—Pero que grande estas.—Dijo Katia con una sonrisa y brillo en sus ojos.—Hace años que no te veía, ¿10 o 20?
—Que exagerada hace 4 que no nos vemos.—Dije y la abrace.
—Bueno gracias por entretener a mi hermosa esposa, pero felicidades pequeño demonio.—Kev me abrazo y luego comenzó a dar vueltas conmigo como loco.—Me entere que te veremos graduar.—Sonrió y volvió a abrazarme solo que esta vez Katia se unió al abrazo.
Ambos decidieron festejar mi aun no graduación por su cuenta y desaparecieron, ellos son la razón por la que siga creyendo en el amor, duraron 6 años de novios mientras ambos terminaban la universidad y luego se comprometieron pero decidieron esperar 2 años a que ambos hubieran logrado tener sus propios ingresos, y hacer la boda de sus sueños con su propio dinero y han vivido felices por siempre durante otros 6 años.

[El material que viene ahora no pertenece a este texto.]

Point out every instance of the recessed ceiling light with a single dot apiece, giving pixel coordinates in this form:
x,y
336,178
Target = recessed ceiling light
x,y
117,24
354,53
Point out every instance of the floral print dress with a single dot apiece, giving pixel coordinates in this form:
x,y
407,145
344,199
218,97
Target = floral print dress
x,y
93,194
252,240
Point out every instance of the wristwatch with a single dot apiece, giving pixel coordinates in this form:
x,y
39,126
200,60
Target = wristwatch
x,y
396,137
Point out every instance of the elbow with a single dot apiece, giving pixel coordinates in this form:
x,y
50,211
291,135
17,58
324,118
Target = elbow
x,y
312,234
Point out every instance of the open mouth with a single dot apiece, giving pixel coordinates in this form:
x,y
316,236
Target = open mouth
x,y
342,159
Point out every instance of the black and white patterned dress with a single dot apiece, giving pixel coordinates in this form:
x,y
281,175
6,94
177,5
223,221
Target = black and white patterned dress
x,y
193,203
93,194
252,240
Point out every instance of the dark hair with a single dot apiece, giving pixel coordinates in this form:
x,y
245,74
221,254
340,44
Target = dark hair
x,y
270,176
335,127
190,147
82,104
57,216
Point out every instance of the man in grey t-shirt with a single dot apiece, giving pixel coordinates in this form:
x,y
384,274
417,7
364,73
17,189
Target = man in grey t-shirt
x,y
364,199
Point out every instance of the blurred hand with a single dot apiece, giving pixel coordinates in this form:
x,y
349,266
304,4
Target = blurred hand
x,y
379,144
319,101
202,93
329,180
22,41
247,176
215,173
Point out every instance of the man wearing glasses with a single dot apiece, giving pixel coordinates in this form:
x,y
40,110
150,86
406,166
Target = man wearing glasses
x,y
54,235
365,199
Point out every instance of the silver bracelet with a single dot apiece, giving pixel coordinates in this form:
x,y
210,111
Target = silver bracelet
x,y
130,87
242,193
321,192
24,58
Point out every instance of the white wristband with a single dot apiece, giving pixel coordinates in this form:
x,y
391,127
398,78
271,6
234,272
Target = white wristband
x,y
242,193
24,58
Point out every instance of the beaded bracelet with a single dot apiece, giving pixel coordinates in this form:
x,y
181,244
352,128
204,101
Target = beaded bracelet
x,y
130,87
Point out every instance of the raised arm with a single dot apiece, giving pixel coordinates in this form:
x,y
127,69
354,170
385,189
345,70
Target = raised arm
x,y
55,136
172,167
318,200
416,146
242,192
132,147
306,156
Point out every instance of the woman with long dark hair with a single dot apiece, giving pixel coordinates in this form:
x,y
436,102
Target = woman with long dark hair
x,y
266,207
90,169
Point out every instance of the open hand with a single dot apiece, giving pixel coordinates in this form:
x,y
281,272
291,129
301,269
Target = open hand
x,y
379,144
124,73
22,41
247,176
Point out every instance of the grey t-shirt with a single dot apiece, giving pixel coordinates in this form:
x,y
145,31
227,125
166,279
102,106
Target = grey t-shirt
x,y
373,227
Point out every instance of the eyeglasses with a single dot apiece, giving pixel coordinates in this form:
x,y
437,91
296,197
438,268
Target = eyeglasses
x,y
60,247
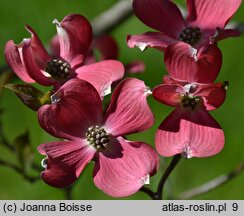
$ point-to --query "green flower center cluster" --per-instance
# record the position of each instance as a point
(97, 137)
(58, 69)
(190, 35)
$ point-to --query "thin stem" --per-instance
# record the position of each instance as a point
(68, 193)
(213, 184)
(148, 191)
(172, 165)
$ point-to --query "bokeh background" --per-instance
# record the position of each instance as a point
(17, 119)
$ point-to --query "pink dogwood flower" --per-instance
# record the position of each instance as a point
(183, 62)
(204, 24)
(190, 130)
(107, 48)
(31, 62)
(121, 167)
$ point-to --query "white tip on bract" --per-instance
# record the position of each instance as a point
(106, 90)
(44, 163)
(57, 23)
(187, 153)
(55, 98)
(147, 91)
(145, 180)
(142, 46)
(193, 53)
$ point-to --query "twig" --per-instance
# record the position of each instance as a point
(68, 193)
(213, 184)
(19, 170)
(174, 162)
(112, 17)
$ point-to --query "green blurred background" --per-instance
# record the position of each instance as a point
(17, 118)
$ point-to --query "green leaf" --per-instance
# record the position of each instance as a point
(23, 150)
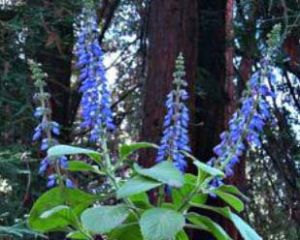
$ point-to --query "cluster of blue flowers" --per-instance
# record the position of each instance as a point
(246, 123)
(96, 97)
(46, 129)
(175, 134)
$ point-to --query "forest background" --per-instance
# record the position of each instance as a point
(222, 43)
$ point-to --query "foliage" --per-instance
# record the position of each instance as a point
(62, 208)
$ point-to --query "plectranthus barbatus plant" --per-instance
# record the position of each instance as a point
(96, 97)
(247, 123)
(175, 137)
(47, 129)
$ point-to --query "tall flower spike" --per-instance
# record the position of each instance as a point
(96, 97)
(247, 123)
(46, 129)
(175, 129)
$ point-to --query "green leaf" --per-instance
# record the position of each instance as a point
(164, 172)
(81, 166)
(179, 194)
(209, 225)
(103, 219)
(60, 150)
(126, 149)
(61, 211)
(74, 198)
(136, 185)
(182, 236)
(245, 230)
(232, 200)
(141, 200)
(126, 232)
(161, 224)
(76, 235)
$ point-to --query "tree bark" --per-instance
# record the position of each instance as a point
(172, 29)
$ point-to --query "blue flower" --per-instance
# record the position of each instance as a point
(175, 137)
(247, 123)
(46, 129)
(96, 97)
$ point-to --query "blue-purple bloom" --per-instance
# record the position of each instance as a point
(247, 123)
(96, 97)
(46, 129)
(175, 134)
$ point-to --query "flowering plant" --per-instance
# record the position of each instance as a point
(122, 210)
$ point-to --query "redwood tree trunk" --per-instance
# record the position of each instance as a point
(172, 29)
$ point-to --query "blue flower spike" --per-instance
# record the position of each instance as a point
(175, 137)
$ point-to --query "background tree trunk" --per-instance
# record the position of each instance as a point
(172, 29)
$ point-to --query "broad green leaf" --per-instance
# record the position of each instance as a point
(209, 225)
(62, 211)
(76, 235)
(140, 200)
(245, 230)
(182, 236)
(103, 219)
(74, 198)
(179, 194)
(60, 150)
(224, 211)
(161, 224)
(126, 149)
(164, 172)
(81, 166)
(130, 231)
(232, 200)
(136, 185)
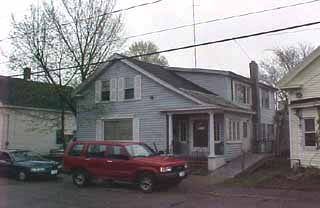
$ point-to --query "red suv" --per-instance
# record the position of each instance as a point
(133, 162)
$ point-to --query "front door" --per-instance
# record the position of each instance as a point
(200, 135)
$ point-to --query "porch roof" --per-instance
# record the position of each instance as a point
(203, 109)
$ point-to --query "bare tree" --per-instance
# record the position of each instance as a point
(282, 61)
(63, 39)
(145, 47)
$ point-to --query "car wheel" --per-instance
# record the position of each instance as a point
(146, 183)
(80, 178)
(22, 175)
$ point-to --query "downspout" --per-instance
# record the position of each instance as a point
(254, 76)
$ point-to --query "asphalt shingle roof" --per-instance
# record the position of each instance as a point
(169, 76)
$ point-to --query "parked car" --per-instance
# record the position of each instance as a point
(24, 164)
(128, 161)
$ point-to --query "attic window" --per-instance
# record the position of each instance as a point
(105, 91)
(129, 89)
(309, 132)
(242, 93)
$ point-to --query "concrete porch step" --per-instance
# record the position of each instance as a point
(236, 166)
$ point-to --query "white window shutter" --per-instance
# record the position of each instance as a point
(113, 90)
(98, 85)
(121, 89)
(99, 130)
(136, 129)
(137, 87)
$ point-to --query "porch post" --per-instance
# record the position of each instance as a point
(170, 134)
(211, 135)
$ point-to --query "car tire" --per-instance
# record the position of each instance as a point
(22, 175)
(80, 178)
(146, 183)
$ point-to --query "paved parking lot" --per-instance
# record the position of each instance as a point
(63, 193)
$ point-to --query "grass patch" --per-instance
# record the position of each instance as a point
(264, 175)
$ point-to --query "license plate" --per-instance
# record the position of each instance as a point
(182, 174)
(54, 172)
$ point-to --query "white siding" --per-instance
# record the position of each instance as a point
(35, 130)
(310, 81)
(145, 111)
(309, 156)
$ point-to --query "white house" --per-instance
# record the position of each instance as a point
(30, 116)
(303, 87)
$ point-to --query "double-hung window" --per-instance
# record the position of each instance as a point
(183, 130)
(129, 88)
(105, 90)
(242, 93)
(309, 132)
(265, 99)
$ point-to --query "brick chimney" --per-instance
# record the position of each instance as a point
(254, 76)
(27, 73)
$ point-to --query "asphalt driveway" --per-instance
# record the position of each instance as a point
(63, 193)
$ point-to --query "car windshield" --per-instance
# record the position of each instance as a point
(20, 156)
(139, 150)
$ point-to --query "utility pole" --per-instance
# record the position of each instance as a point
(194, 34)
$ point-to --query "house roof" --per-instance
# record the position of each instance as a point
(170, 79)
(22, 93)
(283, 83)
(219, 72)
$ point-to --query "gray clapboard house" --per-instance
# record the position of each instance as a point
(213, 113)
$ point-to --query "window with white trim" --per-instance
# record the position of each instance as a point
(105, 90)
(182, 130)
(309, 132)
(265, 99)
(242, 93)
(129, 88)
(234, 131)
(245, 129)
(118, 129)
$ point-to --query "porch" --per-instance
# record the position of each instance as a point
(198, 137)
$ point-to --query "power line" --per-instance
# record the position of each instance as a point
(104, 14)
(189, 46)
(218, 19)
(204, 22)
(243, 50)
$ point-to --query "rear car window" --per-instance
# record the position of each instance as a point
(76, 150)
(97, 150)
(117, 152)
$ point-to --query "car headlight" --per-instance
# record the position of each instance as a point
(37, 169)
(165, 169)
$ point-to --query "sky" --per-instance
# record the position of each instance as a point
(233, 56)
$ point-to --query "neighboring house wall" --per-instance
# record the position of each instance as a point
(152, 125)
(309, 79)
(215, 83)
(234, 147)
(308, 156)
(33, 129)
(309, 82)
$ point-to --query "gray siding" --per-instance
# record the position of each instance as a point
(154, 98)
(218, 84)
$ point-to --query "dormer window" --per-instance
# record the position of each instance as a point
(265, 99)
(129, 89)
(242, 93)
(105, 90)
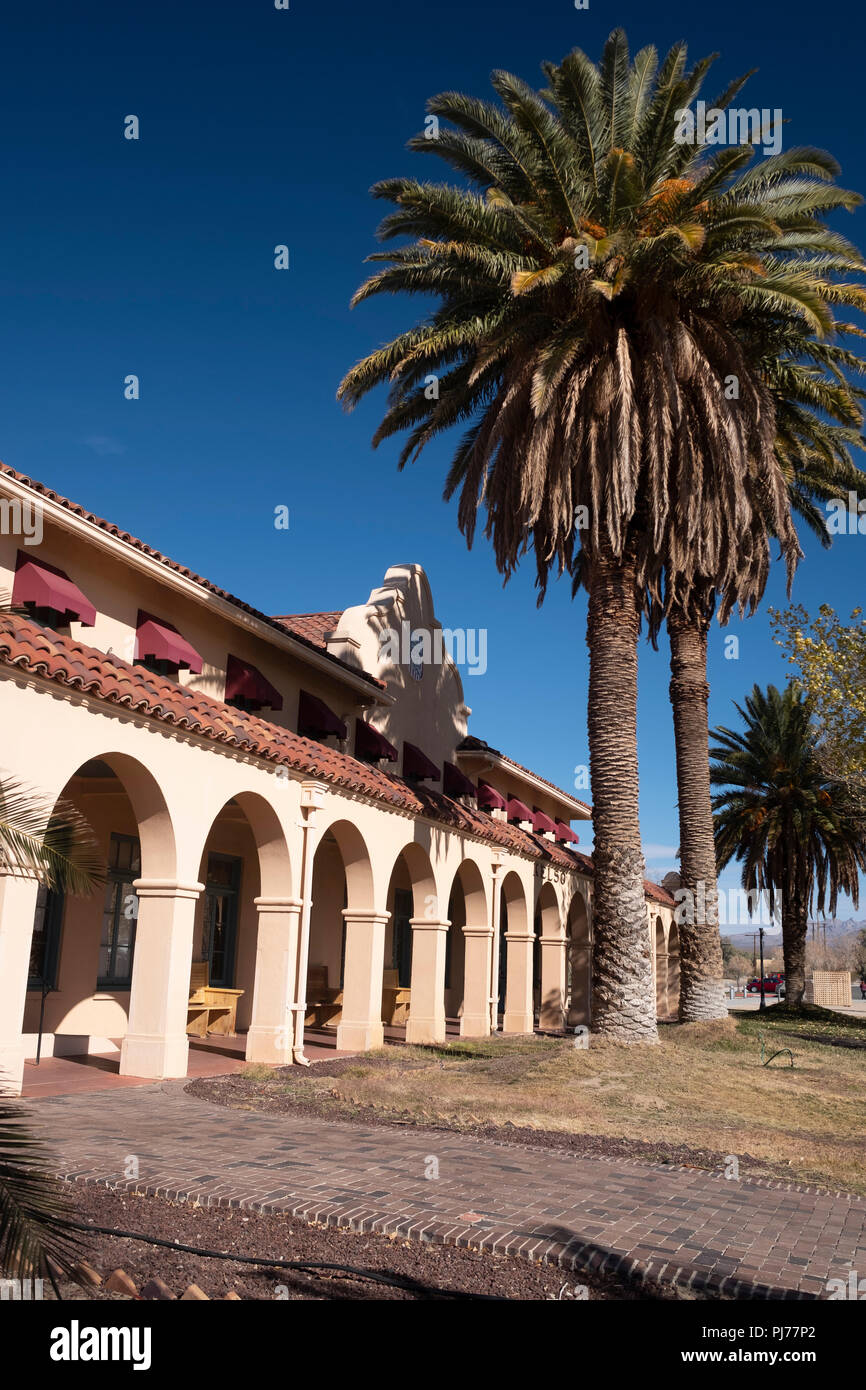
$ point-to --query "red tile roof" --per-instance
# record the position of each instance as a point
(181, 569)
(314, 627)
(57, 658)
(477, 745)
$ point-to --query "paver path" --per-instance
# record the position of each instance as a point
(673, 1223)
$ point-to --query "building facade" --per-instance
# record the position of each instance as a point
(291, 811)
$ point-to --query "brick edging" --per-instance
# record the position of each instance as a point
(588, 1258)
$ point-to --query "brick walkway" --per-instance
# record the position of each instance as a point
(748, 1239)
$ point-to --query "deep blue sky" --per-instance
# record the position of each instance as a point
(263, 127)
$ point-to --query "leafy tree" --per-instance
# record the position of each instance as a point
(599, 284)
(795, 831)
(53, 843)
(830, 658)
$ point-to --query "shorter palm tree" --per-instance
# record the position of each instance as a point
(797, 833)
(50, 841)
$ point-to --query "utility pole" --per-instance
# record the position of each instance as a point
(763, 1004)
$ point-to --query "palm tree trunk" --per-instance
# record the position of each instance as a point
(794, 933)
(623, 991)
(701, 966)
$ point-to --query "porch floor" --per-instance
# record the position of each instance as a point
(100, 1072)
(207, 1057)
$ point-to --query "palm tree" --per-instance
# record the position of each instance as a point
(815, 458)
(598, 282)
(794, 830)
(56, 844)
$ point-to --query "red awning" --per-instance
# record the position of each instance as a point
(245, 681)
(369, 742)
(456, 783)
(314, 717)
(489, 798)
(417, 763)
(160, 641)
(517, 809)
(43, 585)
(566, 833)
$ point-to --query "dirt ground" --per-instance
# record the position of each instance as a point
(698, 1097)
(421, 1272)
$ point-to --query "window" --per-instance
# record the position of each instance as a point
(402, 936)
(45, 947)
(220, 919)
(117, 941)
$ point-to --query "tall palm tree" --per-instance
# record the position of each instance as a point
(594, 277)
(815, 456)
(795, 831)
(53, 843)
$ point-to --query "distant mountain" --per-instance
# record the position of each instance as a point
(836, 931)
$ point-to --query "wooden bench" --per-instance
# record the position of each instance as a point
(324, 1004)
(211, 1008)
(395, 1000)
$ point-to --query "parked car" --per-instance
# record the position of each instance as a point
(770, 986)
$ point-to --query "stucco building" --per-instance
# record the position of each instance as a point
(291, 811)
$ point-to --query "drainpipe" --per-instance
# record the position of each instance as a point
(312, 798)
(494, 997)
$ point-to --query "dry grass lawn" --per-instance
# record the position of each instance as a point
(704, 1086)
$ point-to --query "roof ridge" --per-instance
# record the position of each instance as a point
(25, 645)
(111, 528)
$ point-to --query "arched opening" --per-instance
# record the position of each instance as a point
(578, 958)
(341, 883)
(673, 972)
(548, 962)
(516, 948)
(466, 909)
(245, 856)
(82, 950)
(660, 962)
(412, 895)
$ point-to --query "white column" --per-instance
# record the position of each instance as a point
(156, 1041)
(427, 1004)
(271, 1027)
(17, 911)
(360, 1026)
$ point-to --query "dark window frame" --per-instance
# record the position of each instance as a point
(117, 879)
(52, 908)
(232, 895)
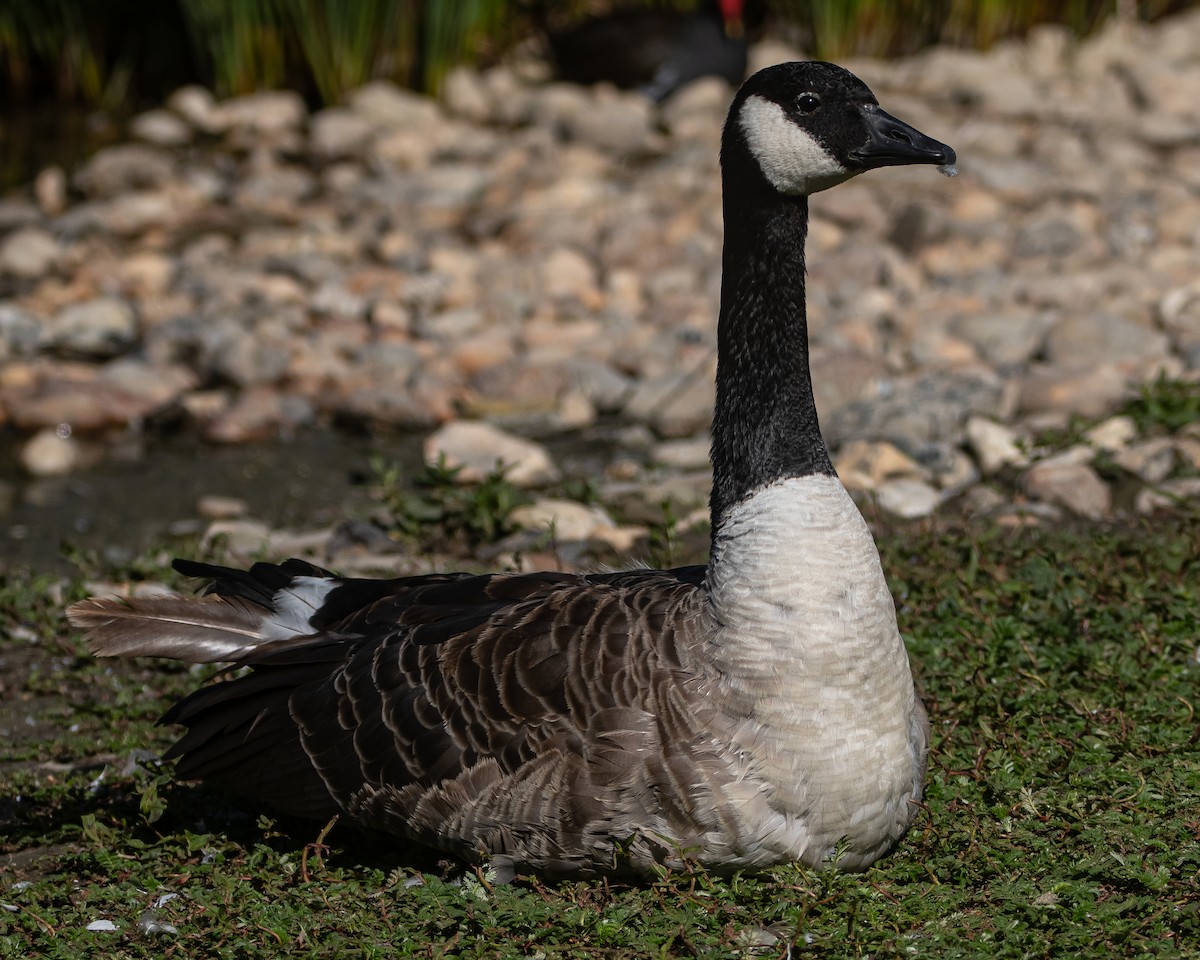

Katia es como mi madre, me conoce desde que era un bebe y cuando mi madre decidió abandonarnos ella fue mi figura materna, se ha vuelto mi mejor amiga y confidente.
La fiesta siguió su curso, gente a la que no conocía seguía llegando y el lugar cada vez se llenaba de luces y licor, me dirigí a la barra donde estaba Aaron, me deje caer en el banquillo que se encontraba frente a mi y me ofreció un Manhattan al que termine por darle un largo trago.
—Bell, te presento a Mary, mi novia.
Una chica realmente hermosa como de unos 24 años apareció, cabello c***o, tez obscura, ojos verdes, muy bonita.
—Mucho gusto, Aaron dijo que tenia una hermana muy bonita, pero eres preciosa.—Me dio un abrazo y su olor a frutos rojos reseteo mi olfato.
—Gracias, tienes buen gusto hermanito, tú también eres hermosa.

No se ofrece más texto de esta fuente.